Amyotrophic lateral sclerosis (ALS) causes profound impairments in neurological function, and a cure for this devastating disease remains elusive. This study aimed to identify pre-disposing genetic, phenotypic, and exposure-related factors for amyotrophic lateral sclerosis using multi-modal data and assess their joint predictive potential.
Utilizing data from the UK (United Kingdom) Biobank, we analyzed an unrelated set of 292 ALS cases and 408,831 controls of European descent. Two polygenic risk scores (PRS) are constructed: "GWAS Hits PRS" and "PRS-CS," reflecting oligogenic and polygenic ALS risk profiles, respectively. Time-restricted phenome-wide association studies (PheWAS) were performed to identify pre-existing conditions increasing ALS risk, integrated into phenotypic risk scores (PheRS). A poly-exposure score ("PXS") captures the influence of environmental exposures measured through survey questionnaires. We evaluate the performance of these scores for predicting ALS incidence and stratifying risk, adjusting for baseline demographic covariates.

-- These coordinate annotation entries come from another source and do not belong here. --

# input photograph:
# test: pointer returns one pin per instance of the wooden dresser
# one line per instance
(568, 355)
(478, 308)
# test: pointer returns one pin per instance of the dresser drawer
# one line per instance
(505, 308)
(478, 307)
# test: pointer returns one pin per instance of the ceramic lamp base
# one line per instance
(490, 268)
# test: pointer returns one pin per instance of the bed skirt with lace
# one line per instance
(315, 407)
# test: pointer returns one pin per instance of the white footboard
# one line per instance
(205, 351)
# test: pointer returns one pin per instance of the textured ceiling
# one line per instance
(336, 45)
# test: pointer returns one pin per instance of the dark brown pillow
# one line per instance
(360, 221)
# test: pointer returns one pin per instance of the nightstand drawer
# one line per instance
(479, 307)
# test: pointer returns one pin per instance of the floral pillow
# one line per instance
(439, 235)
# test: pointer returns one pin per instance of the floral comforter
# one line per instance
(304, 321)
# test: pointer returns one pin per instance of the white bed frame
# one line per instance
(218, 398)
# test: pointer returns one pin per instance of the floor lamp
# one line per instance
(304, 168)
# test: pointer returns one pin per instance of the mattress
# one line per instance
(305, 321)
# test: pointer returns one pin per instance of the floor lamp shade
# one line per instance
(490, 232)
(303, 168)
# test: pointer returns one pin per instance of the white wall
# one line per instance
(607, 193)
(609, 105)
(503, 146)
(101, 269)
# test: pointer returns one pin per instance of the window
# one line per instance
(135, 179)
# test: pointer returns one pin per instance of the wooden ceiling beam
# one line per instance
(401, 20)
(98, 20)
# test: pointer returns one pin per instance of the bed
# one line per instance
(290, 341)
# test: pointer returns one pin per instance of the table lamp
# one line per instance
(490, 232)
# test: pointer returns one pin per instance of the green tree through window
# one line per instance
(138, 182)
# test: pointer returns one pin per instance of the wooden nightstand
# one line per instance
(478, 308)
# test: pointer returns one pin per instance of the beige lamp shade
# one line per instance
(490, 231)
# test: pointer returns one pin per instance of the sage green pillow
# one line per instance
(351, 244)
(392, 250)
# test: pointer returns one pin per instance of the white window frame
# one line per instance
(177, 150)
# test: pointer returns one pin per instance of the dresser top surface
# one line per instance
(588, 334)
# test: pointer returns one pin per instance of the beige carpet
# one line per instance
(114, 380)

Both PRSs modestly predicted ALS diagnosis but with increased predictive power when combined (covariate-adjusted receiver operating characteristic [AAUC] = 0.584 [0.525, 0.639]). PheRS incorporated diagnoses 1 year before ALS onset (PheRS1) modestly discriminated cases from controls (AAUC = 0.515 [0.472, 0.564]). The "PXS" did not significantly predict ALS. However, a model incorporating PRSs and PheRS1 improved the prediction of ALS (AAUC = 0.604 [0.547, 0.667]), outperforming a model combining all risk scores. This combined risk score identified the top 10% of risk score distribution with a fourfold higher ALS risk (95% CI [2.04, 7.73]) versus those in the 40%-60% range.

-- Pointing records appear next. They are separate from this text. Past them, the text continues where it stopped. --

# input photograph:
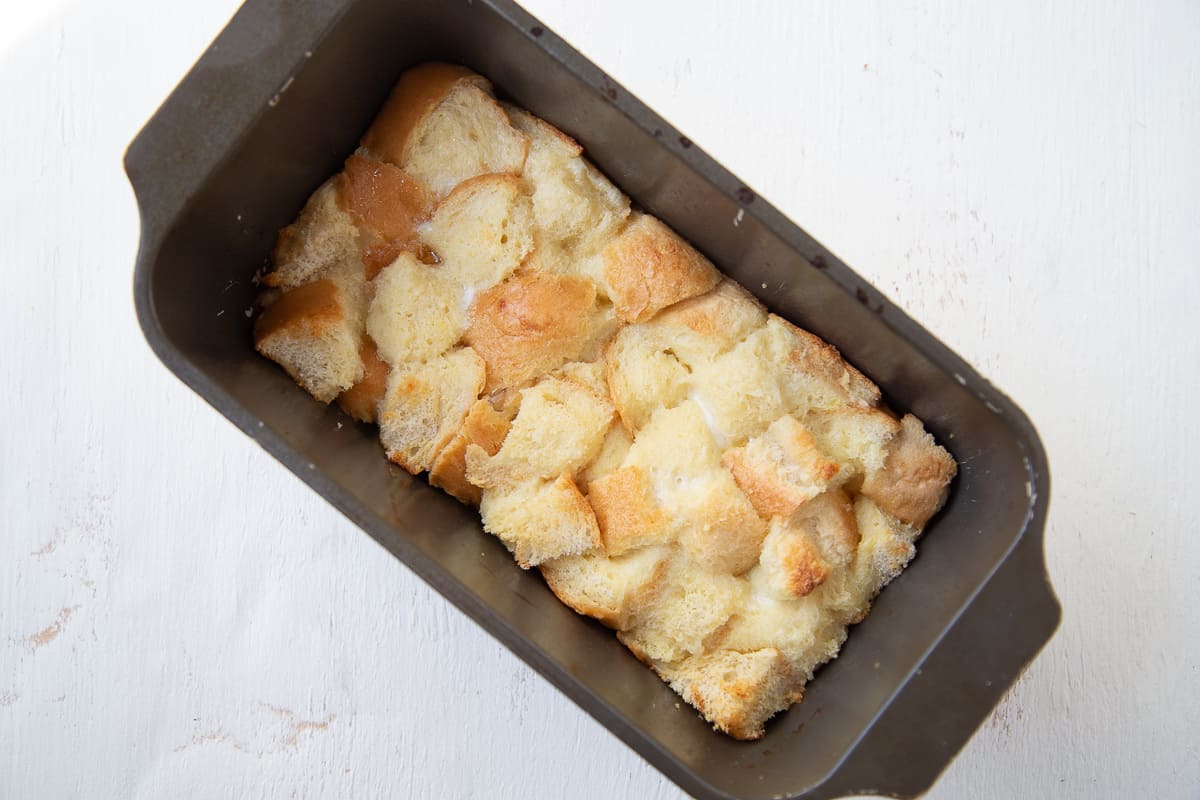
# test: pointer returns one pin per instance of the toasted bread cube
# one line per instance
(415, 313)
(810, 373)
(720, 529)
(484, 427)
(856, 438)
(612, 590)
(531, 324)
(689, 608)
(557, 431)
(791, 563)
(361, 401)
(322, 241)
(707, 325)
(780, 469)
(426, 404)
(738, 394)
(629, 515)
(442, 125)
(313, 332)
(648, 268)
(481, 232)
(540, 521)
(643, 376)
(916, 476)
(736, 691)
(612, 453)
(577, 210)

By leveraging UK Biobank data, our study uncovers pre-disposing ALS factors, highlighting the improved effectiveness of multi-factorial prediction models to identify individuals at highest risk for ALS.

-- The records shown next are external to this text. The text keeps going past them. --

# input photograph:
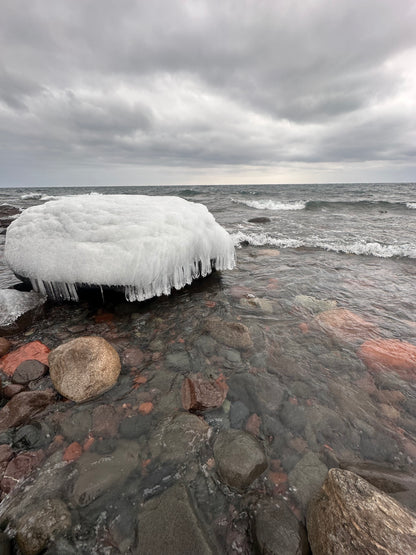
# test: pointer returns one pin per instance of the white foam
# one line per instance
(272, 205)
(357, 247)
(148, 245)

肌萎缩侧索硬化症(ALS)导致严重的神经功能损伤,而这种毁灭性疾病的治愈方法仍然难以捉摸。本研究旨在利用多模态数据确定肌萎缩侧索硬化症的易患遗传、表型和暴露相关因素,并评估它们的联合预测潜力。
利用英国生物库(UK Biobank)的数据,我们分析了一组 292 例肌萎缩侧索硬化症病例和 408831 例欧洲血统对照。构建了两个多基因风险评分(PRS):“GWAS Hits PRS”和“PRS-CS”,分别反映了寡基因和多基因肌萎缩侧索硬化症的风险特征。进行时间受限的表型全基因组关联研究(PheWAS)以确定增加 ALS 风险的预先存在的情况,并将其整合到表型风险评分(PheRS)中。多暴露评分(“PXS”)捕获通过问卷调查测量的环境暴露的影响。我们评估了这些评分在预测 ALS 发病率和分层风险方面的表现,同时调整了基线人口统计学协变量。
两个 PRS 适度预测了 ALS 的诊断,但当它们结合使用时,预测能力有所提高(调整后的基线协变量的接收者操作特征曲线 [AAUC] = 0.584 [0.525,0.639])。PheRS 纳入了 ALS 发病前 1 年的诊断(PheRS1)适度区分了病例和对照(AAUC = 0.515 [0.472,0.564])。“PXS”不能显著预测 ALS。然而,一个包含 PRS 和 PheRS1 的模型改善了 ALS 的预测(AAUC = 0.604 [0.547,0.667]),优于一个结合所有风险评分的模型。该联合风险评分确定了风险评分分布的前 10%,其 ALS 风险高四倍(95%置信区间 [2.04,7.73]),而分布在 40%-60%范围内的风险则较低。
通过利用英国生物库的数据,我们的研究揭示了易患 ALS 的因素,突出了多因素预测模型在识别 ALS 风险最高的个体方面的有效性。